“Firms bidding for government contracts asked if they back Brexit”
Guardian, 1 March 2017
We found two examples of firms being asked about their commitment to “the best possible outcome for the United Kingdom following its departure from the European Union” in bidding for government work.
It’s up to you whether you think that means the same thing as asking “if they back Brexit”, as the headline puts it. A government spokesman told us that
“Firms are not being asked if they 'back Brexit'. It's natural for any government department to want to work with firms that are positive about and focused on whatever task it is they are being asked to do.”
The department in question is International Trade, which recently put two digital jobs (worth £50,000 each) out to tender. In each case, there are four “cultural fit criteria”, together worth 15% of how a bid for the work will be evaluated. (85% is based on skills and price.)
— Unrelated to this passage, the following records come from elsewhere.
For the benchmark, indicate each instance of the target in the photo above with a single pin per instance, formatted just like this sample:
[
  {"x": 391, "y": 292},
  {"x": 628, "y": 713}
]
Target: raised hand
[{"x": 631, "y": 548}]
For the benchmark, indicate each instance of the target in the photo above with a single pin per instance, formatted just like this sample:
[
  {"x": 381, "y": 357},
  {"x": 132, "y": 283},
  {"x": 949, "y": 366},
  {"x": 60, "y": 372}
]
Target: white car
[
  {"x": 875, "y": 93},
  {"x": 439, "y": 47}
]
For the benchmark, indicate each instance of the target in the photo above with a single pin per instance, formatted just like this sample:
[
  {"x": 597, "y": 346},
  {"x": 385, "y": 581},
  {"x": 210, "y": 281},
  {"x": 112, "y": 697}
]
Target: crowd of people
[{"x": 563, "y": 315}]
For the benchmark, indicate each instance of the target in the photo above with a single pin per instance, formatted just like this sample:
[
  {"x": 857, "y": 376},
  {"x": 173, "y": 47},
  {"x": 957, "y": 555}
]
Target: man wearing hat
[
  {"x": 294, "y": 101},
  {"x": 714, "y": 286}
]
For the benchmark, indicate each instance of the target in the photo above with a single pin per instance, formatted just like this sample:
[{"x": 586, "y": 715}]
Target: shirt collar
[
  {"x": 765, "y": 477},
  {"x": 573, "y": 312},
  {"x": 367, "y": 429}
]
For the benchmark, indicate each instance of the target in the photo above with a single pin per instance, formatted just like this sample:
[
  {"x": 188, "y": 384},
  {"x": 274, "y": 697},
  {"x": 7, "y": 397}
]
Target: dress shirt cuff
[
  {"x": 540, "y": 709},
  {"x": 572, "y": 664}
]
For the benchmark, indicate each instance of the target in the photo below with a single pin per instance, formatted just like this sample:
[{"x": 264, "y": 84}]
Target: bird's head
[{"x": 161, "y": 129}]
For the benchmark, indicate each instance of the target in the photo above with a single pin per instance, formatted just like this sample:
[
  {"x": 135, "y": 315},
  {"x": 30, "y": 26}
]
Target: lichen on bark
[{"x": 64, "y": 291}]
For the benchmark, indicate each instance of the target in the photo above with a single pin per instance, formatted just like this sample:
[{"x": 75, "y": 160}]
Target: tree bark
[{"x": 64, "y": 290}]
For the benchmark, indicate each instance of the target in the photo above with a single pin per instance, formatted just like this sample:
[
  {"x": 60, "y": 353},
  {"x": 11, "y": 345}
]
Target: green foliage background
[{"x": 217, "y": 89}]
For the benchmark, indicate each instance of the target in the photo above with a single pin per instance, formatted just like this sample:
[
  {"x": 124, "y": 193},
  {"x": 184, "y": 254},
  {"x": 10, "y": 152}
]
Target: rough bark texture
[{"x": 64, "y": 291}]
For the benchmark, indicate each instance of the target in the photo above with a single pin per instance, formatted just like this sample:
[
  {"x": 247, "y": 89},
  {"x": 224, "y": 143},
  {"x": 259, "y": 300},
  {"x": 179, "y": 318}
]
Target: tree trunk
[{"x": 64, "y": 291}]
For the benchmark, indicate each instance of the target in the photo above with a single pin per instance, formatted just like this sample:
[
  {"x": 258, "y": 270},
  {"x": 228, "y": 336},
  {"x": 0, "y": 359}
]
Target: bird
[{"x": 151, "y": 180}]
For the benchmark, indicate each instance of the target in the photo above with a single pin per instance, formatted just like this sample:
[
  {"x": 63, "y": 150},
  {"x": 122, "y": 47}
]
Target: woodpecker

So a company’s commitment to the UK’s bright future following Brexit might affect its chances of getting this work by around 4% based on this criterion.
All this is included in the Guardian’s story. The headline, though, implies that this practice is widespread. It may not be. We haven’t immediately been able to find any other examples on the government website.
As the fairly new Department for International Trade gets up to speed, there may be more. It’s hard to assess how companies would demonstrate this commitment—we’ve asked the government if it can provide any further detail.